In 1960, he received a LL.D. again from City College, followed by a D. Sc. at the University of Rochester in 1962. He has been Professor and Executive Head of the Department of Biochemistry, at Stanford since 1959.

From 1962 to 1970, in the midst of his work on DNA synthesis, Kornberg devoted half his research effort to determining how DNA is stored in spores, what replication mechanisms are included, and how the spores generate new cells.

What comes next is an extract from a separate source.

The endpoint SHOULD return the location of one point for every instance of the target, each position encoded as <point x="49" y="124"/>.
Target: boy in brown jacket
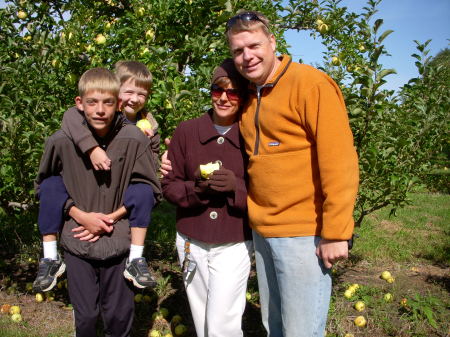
<point x="94" y="269"/>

This was an unfashionable but complex area of science, and although some progress was made, eventually Kornberg abandoned this research.

As of 2005, Kornberg still maintains an active research laboratory at Stanford, and regularly publishes peer reviewed scientific papers. For several years, the focus of his research has been the metabolism of inorganic polyphosphate.

Kornberg was awarded the Nobel Prize in Medicine in 1959 for his “discovery of the mechanisms in the biological synthesis of deoxyribonucleic acid” together with Severo Ochoa at New York University.

In addition to receiving the Nobel Prize, Kornberg was presented with the Paul-Lewis Laboratories Award in Enzyme Chemistry from the American Chemical Society (1951), a L.H.D. degree from Yeshiva University (1962), and the National Medal of Science (1979). He is also a member of the National Academy of Sciences, the Royal Society of London, and the American Philosophical Society.

Kornberg has published several books including For the Love of Enzymes: The Odyssey of a Biochemist and The Golden Helix: Inside Biotech Ventures.